Martyna who walked for the first time, said it was beautifully orchestrated and that she did the walk “to spend time with Jesus in a prayerful way.”
The walking pilgrimage began at St. Theresa of the Child Jesus Parish, (the archdiocesan Shrine of St. John Paul II) in Linden, and ended about four hours later at the Cathedral Basilica of the Sacred Heart in Newark, where Cardinal Joseph Tobin, C.Ss.R, Archbishop of Newark, celebrated Mass for the pilgrims and their family and friends.
The procession consisted of altar servers carrying a processional cross, pilgrims bearing relics of the Holy Cross, religious sisters and brothers, a 14-foot cross carried by pilgrims, parents with baby carriages, individuals in wheelchairs, a music ministry, and priests.
Michael Kosak led the pilgrims in song with his guitar along the route on the beautiful sunny day.
“We are just here praising the Lord and following the steps He took on his last day on earth,” Kosak told Jersey Catholic.
Stops were made along the route to pray the Stations of the Cross and to have lunch at St.

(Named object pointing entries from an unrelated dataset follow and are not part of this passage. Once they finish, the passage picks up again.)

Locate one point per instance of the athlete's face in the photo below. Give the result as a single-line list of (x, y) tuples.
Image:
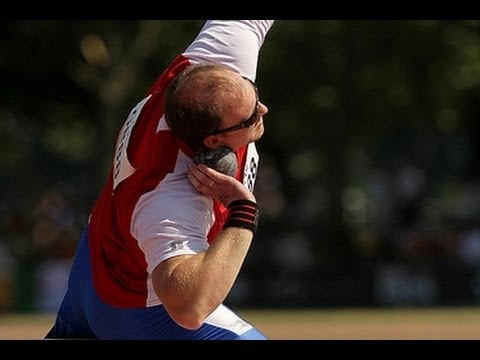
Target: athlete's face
[(244, 124)]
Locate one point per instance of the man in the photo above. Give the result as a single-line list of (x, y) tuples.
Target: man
[(167, 238)]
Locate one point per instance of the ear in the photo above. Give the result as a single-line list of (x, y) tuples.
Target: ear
[(212, 142)]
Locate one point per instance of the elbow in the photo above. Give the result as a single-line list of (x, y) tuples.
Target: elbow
[(189, 317)]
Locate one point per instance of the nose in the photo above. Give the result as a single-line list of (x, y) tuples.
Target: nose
[(263, 109)]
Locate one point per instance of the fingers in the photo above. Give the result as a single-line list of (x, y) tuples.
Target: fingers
[(201, 176)]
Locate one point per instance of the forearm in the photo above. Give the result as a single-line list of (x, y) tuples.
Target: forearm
[(195, 285), (214, 44)]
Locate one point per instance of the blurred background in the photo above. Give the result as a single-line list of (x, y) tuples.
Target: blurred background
[(369, 184)]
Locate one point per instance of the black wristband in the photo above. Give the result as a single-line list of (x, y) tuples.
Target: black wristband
[(243, 214)]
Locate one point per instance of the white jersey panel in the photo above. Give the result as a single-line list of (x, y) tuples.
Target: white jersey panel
[(187, 217)]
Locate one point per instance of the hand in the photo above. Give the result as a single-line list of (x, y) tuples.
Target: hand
[(216, 185)]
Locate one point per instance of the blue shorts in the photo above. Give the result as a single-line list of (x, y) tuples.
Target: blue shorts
[(83, 315)]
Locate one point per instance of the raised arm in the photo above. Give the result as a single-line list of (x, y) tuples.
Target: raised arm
[(234, 43)]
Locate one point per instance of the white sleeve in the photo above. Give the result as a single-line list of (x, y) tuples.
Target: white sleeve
[(234, 43)]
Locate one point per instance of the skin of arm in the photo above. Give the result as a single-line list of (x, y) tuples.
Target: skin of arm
[(192, 286)]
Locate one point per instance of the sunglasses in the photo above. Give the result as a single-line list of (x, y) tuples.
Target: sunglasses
[(245, 123)]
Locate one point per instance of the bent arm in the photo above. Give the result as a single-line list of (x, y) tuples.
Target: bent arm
[(234, 43), (193, 286)]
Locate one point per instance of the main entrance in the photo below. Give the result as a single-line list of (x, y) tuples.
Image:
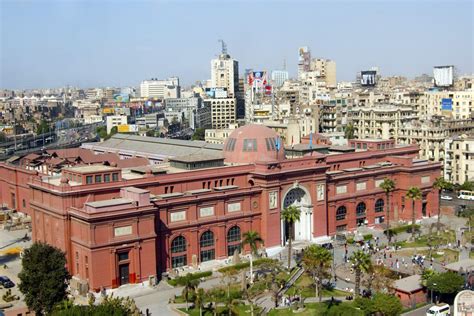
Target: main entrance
[(303, 229)]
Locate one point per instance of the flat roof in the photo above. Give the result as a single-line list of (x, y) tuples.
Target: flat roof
[(91, 169), (112, 202), (409, 284)]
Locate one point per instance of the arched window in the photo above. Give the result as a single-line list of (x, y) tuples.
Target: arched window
[(341, 213), (178, 252), (360, 209), (207, 246), (379, 205), (233, 240)]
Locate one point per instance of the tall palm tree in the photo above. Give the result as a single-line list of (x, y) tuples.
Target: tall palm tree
[(190, 286), (414, 193), (441, 185), (290, 215), (362, 264), (388, 185), (317, 261), (252, 238)]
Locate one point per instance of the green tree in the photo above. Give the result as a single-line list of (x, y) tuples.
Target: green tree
[(190, 285), (199, 134), (43, 278), (117, 306), (362, 264), (349, 131), (440, 184), (414, 193), (252, 238), (290, 216), (445, 283), (388, 186), (317, 261), (380, 304)]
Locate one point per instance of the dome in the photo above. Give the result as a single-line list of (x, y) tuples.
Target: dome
[(252, 143)]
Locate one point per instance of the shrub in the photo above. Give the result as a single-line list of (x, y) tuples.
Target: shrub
[(180, 280), (244, 265)]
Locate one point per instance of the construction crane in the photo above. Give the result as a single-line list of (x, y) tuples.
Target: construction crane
[(224, 47)]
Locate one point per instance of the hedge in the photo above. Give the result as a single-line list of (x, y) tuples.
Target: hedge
[(181, 280), (244, 265)]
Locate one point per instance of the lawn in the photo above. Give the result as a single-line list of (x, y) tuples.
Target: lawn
[(318, 309), (221, 310), (306, 285)]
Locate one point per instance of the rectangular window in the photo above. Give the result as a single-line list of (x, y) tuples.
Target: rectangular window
[(361, 186), (341, 189), (178, 261), (122, 256)]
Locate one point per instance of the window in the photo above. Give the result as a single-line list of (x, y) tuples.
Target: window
[(341, 213), (379, 204), (233, 240), (207, 239), (122, 256), (178, 261), (178, 244), (360, 209)]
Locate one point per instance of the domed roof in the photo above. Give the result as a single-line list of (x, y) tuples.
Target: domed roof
[(252, 143)]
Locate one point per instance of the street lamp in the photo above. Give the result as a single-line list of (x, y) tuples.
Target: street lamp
[(434, 284)]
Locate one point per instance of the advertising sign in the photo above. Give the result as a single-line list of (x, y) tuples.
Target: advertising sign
[(447, 104), (367, 78)]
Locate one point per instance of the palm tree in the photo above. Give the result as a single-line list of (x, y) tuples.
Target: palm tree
[(388, 185), (441, 185), (290, 215), (362, 264), (317, 261), (414, 193), (252, 238), (190, 286), (200, 299)]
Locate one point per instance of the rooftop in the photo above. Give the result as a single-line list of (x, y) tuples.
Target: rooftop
[(409, 284)]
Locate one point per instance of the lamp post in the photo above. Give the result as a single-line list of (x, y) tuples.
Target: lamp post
[(434, 284)]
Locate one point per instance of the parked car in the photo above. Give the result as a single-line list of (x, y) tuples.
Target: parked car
[(6, 282), (446, 197)]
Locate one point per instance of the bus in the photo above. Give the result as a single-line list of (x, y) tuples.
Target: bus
[(466, 195)]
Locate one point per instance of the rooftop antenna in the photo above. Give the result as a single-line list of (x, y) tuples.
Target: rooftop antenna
[(224, 47)]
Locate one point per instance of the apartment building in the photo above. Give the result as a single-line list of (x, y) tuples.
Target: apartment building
[(459, 159)]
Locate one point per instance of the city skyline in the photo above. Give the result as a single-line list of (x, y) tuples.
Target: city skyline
[(87, 44)]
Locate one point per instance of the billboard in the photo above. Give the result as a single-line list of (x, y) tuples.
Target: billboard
[(443, 76), (216, 92), (121, 97), (446, 104), (367, 78)]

Mary’s of the Assumption H.S. in Elizabeth on Broad Street. The pilgrims also rested at Wilson Park on the Elizabeth/ Newark border before making their final leg to the cathedral.
Fourth-time pilgrim Natalia Falkowski said the walk has been good preparation for Easter.
“It’s a good way for us to stop this Lenten season and walk the way of the cross like Jesus did; to kind of think about our life and where we are going on this earth,” Falkowski said.
In his homily, Cardinal Tobin said that the Stations of the Cross are in churches because when people could not make it to Jerusalem for a pilgrimage; they still wanted to walk together thinking of the Lord’s suffering and how “it’ came to be.
“The reason pilgrimages are so popular is because our lives begin in one place and end in another place, and we think and hope that it is not all without meaning. That there is a reason we are walking together towards something or better yet someone,” Cardinal Tobin said.